Xiao Yu <xyu@automattic.com> wrote:
> Howdy, we are running a 96 node cmogstored cluster and have noticed
> that when the cluster is busy with lots of writes we occasionally get
> segfaults in cmogstored. This has happened 7 times in the past week
> each time on a random and different cmogstored node.

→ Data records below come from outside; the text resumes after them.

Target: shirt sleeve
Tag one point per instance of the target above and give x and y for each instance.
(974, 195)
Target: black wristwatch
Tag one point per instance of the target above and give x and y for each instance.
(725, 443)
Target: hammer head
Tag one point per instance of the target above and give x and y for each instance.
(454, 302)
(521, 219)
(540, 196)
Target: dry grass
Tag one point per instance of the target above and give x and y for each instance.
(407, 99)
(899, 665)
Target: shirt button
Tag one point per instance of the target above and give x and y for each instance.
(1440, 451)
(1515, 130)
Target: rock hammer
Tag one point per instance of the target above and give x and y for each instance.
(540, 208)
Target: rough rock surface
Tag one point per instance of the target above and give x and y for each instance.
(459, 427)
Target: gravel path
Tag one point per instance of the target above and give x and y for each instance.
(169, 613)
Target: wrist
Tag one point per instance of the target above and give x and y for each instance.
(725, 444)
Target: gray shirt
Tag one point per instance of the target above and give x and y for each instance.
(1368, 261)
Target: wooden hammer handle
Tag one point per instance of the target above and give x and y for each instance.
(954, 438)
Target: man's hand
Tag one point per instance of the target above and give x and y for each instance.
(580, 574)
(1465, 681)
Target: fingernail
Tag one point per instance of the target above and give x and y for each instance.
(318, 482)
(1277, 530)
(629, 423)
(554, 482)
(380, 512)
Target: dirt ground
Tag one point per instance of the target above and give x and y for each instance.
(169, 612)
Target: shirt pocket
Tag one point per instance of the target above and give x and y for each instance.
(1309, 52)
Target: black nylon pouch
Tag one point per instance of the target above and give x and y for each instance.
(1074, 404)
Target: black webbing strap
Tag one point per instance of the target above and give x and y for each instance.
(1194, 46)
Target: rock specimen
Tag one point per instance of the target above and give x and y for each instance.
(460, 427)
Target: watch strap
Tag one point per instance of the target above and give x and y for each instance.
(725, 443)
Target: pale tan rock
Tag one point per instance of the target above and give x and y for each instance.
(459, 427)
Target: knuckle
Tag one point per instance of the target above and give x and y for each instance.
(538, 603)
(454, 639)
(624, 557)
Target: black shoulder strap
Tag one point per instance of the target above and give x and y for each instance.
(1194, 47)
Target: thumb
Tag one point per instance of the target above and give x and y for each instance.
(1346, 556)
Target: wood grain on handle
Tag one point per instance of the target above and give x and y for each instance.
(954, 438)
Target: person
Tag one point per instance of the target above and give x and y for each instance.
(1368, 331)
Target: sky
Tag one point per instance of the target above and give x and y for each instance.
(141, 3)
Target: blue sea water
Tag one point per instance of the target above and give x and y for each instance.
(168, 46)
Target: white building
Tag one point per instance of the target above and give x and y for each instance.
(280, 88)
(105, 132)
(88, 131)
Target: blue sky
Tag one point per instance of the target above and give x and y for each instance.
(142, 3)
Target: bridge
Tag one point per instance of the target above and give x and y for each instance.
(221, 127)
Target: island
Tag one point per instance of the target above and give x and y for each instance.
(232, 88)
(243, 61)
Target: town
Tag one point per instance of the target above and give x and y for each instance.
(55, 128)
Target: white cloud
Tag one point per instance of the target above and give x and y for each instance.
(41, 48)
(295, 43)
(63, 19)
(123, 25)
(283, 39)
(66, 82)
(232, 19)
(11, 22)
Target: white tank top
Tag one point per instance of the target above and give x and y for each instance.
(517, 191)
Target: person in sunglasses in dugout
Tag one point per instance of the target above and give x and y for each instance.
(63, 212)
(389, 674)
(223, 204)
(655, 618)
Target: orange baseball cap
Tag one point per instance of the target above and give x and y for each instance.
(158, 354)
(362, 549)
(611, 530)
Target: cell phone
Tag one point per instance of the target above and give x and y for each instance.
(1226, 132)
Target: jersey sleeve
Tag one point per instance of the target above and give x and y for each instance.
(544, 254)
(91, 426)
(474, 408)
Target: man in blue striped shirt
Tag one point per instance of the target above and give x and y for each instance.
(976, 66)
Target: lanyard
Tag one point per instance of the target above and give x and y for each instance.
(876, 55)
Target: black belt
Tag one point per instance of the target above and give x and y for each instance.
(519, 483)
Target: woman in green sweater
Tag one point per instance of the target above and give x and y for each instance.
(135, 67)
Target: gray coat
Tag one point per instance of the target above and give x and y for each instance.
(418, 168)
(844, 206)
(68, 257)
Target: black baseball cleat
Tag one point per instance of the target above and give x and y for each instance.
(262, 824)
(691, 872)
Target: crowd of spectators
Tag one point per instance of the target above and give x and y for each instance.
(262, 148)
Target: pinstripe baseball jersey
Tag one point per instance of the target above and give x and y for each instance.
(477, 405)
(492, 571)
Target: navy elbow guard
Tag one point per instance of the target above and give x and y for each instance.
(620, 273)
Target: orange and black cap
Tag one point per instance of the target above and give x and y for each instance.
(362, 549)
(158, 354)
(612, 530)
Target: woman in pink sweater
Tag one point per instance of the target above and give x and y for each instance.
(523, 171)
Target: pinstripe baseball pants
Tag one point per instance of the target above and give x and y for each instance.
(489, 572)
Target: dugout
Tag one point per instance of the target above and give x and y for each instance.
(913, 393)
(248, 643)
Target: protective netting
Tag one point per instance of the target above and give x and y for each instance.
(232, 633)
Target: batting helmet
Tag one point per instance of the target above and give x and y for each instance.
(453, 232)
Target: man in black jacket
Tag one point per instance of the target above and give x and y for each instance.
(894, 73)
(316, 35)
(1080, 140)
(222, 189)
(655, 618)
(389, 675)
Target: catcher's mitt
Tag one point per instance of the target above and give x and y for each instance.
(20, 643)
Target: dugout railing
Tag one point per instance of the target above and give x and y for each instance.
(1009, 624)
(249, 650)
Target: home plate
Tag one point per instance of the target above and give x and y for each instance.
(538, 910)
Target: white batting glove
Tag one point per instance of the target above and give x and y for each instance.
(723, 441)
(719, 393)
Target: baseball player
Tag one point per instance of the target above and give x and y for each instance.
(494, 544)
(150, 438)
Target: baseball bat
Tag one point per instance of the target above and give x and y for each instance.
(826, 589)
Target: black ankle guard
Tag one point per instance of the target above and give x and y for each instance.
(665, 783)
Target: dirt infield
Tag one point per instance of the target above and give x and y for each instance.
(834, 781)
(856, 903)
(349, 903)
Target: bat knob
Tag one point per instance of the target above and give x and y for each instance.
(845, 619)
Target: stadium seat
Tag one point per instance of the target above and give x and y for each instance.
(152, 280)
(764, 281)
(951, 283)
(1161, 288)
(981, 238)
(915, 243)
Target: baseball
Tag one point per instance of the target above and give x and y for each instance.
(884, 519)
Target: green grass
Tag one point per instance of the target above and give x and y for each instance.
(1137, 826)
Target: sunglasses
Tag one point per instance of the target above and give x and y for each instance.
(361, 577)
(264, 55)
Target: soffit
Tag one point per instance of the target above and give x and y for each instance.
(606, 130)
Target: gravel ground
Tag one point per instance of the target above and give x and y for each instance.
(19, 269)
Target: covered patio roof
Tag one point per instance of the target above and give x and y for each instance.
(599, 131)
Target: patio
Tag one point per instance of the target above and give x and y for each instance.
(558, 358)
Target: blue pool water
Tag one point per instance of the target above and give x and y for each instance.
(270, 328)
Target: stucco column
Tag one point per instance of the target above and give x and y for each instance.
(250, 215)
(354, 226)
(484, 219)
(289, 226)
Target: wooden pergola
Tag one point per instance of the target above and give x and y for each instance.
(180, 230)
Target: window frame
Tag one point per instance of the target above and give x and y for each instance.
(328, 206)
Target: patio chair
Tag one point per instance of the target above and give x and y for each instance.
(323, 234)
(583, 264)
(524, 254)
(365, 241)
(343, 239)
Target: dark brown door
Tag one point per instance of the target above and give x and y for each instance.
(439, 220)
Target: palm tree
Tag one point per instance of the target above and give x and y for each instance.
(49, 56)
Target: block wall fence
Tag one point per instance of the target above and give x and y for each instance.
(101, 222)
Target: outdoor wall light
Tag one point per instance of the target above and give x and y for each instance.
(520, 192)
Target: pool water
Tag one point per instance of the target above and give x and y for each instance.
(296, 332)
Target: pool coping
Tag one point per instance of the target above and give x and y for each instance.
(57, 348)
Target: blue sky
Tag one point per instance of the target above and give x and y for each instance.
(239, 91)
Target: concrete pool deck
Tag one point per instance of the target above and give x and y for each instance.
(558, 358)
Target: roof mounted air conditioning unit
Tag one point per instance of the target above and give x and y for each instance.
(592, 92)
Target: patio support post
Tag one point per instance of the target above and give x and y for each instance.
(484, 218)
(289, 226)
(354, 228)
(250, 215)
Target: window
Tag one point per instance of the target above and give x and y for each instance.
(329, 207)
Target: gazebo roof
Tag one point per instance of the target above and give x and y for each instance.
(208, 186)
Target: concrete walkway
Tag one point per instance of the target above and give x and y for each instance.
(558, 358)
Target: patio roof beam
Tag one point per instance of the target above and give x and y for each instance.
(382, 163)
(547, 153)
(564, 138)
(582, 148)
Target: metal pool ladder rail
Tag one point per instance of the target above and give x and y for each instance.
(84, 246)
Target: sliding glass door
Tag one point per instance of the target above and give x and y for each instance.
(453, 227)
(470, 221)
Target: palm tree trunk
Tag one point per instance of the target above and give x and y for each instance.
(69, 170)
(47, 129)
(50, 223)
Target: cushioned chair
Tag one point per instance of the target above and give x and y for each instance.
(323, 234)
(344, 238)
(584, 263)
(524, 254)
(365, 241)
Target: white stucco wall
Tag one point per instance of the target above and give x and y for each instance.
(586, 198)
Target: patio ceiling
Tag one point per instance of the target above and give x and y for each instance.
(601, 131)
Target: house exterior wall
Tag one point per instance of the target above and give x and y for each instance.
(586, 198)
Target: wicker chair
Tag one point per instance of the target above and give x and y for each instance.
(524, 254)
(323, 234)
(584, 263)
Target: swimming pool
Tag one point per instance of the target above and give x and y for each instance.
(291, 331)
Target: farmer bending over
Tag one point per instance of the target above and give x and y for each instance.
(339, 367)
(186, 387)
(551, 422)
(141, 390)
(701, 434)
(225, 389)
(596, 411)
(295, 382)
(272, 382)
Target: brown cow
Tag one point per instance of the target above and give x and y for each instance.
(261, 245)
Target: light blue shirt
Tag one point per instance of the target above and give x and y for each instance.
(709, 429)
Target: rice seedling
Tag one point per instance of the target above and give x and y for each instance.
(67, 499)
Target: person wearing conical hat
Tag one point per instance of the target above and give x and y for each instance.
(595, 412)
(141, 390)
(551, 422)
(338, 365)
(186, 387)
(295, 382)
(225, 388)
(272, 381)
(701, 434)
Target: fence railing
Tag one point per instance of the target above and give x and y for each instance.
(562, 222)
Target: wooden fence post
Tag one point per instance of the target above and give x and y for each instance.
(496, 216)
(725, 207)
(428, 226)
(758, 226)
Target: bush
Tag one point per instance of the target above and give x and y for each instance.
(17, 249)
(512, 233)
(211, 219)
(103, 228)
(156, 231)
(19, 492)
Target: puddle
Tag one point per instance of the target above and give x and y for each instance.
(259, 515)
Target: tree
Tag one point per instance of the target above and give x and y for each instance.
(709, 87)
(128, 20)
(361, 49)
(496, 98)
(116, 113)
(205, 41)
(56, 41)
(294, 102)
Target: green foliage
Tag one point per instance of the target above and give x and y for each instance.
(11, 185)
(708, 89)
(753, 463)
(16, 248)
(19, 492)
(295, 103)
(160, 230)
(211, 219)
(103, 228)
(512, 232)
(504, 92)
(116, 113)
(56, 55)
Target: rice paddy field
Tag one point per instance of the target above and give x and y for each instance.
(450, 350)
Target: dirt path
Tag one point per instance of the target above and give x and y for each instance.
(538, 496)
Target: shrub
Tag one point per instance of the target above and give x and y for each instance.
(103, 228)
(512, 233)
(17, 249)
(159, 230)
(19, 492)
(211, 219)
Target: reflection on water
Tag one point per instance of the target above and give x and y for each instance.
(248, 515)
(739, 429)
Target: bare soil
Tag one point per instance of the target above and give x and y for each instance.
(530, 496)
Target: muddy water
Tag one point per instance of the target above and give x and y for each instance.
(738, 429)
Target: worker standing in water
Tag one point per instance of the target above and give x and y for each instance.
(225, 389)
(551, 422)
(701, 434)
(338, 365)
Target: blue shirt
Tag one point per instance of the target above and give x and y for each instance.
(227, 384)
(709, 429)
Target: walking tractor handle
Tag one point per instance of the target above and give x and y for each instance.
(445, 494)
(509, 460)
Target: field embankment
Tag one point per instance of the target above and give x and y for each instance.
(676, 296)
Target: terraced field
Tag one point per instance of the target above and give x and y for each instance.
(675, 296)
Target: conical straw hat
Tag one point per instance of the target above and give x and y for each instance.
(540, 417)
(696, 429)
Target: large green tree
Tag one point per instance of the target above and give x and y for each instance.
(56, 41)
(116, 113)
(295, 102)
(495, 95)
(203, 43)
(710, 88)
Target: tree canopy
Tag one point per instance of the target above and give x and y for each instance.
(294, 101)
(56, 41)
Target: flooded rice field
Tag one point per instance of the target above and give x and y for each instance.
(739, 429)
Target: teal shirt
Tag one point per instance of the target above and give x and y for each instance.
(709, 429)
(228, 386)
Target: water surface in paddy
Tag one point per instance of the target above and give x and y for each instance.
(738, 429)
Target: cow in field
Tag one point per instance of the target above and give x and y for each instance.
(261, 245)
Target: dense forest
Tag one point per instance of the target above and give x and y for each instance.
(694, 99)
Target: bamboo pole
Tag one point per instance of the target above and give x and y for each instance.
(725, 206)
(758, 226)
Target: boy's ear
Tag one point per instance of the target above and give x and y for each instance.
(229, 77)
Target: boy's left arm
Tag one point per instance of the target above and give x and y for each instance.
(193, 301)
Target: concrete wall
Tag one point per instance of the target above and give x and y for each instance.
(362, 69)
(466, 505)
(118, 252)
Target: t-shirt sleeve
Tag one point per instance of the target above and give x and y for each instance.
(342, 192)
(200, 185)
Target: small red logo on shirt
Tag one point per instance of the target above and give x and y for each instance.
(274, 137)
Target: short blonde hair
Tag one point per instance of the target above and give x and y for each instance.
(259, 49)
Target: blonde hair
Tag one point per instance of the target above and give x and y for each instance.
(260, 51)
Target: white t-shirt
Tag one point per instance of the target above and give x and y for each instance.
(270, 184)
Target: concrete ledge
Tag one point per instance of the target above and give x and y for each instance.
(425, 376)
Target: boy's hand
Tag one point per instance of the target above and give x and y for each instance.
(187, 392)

Looking at the
> abrt backtrace of the core dump shows something similar to the
> following in each instance:

Thanks for the bug report, sorry this caused you trouble
and I wonder if this is the same issue Arkadi was hitting
last year...

> ---
> {   "signal": 11
> ,   "executable": "/usr/local/bin/cmogstored"
> ,   "stacktrace":
>       [ {   "crash_thread": true
>         ,   "frames":
>               [ {   "address": 140389358944542
>                 ,   "build_id": "3c61131d1dac9da79b73188e7702bef786c2ad54"
>                 ,   "build_id_offset": 528670
>                 ,   "function_name": "_int_free"
>                 ,   "file_name": "/usr/lib64/libc-2.17.so"

Anything in stderr or dmesg kernel logs from that?  glibc malloc
will emit something to stderr, I think...

>                 }
>               , {   "address": 4225373
>                 ,   "build_id": "9ca387b687027c0bac678943337d72b109fdf1e7"
>                 ,   "build_id_offset": 31069
>                 ,   "function_name": "http_close"
>                 ,   "file_name": "/usr/local/bin/cmogstored"
>                 }
>               , {   "address": 4228819
>                 ,   "build_id": "9ca387b687027c0bac678943337d72b109fdf1e7"
>                 ,   "build_id_offset": 34515
>                 ,   "function_name": "mog_http_queue_step"
>                 ,   "file_name": "/usr/local/bin/cmogstored"
>                 }

<snip>

That's a pretty standard code path; though a better backtrace +
core dumps with line numbers and pointer values would be more
useful.

> We are using the latest 1.8.0 release on SL 7
> (5.8.7-1.el7.elrepo.x86_64) and here's what it's linked against:

I'll need more time to investigate, but can you try mixing in
some older versions (1.6, 1.7.x) and maybe see if it reproduces
on a test cluster?

I know 1.6 has gone through several PB of traffic without
problems (but with older kernels and IPv4); the newer releases
are more focused on my smaller home setup.

I don't know how long or what kernels you've tried with
cmogstored and what versions you've used in the past.

Is this your first time seeing this?

<snip>

> Looking at http_close() it does not appear to really do all that much
> and mog_rbuf_free() appears to already test to see if the rbuf pointer
> is null before freeing it so I'm not sure what the issue is. (Sorry
> I'm not really a C dev so don't have a strong grasp on what is
> happening.) I'm not really sure how to debug this issue further, is
> there any other data I could collect or something I can do to try and
> track down the issue?

Actually, mog_packaddr_free could be there, too, if you're using
IPv6.  (I haven't used IPv6 heavily).

But it could also be a double-free in mog_rbuf_free.

Would you happen to have anybody on staff that can look at core
dumps and poke at it from gdb?

Basically you need to ensure you're getting backtraces that
gdb can inspect.  It would be helpful to see exactly the
contents and owner of the pointer being freed.

The default build uses -ggdb3 to maximize debug info.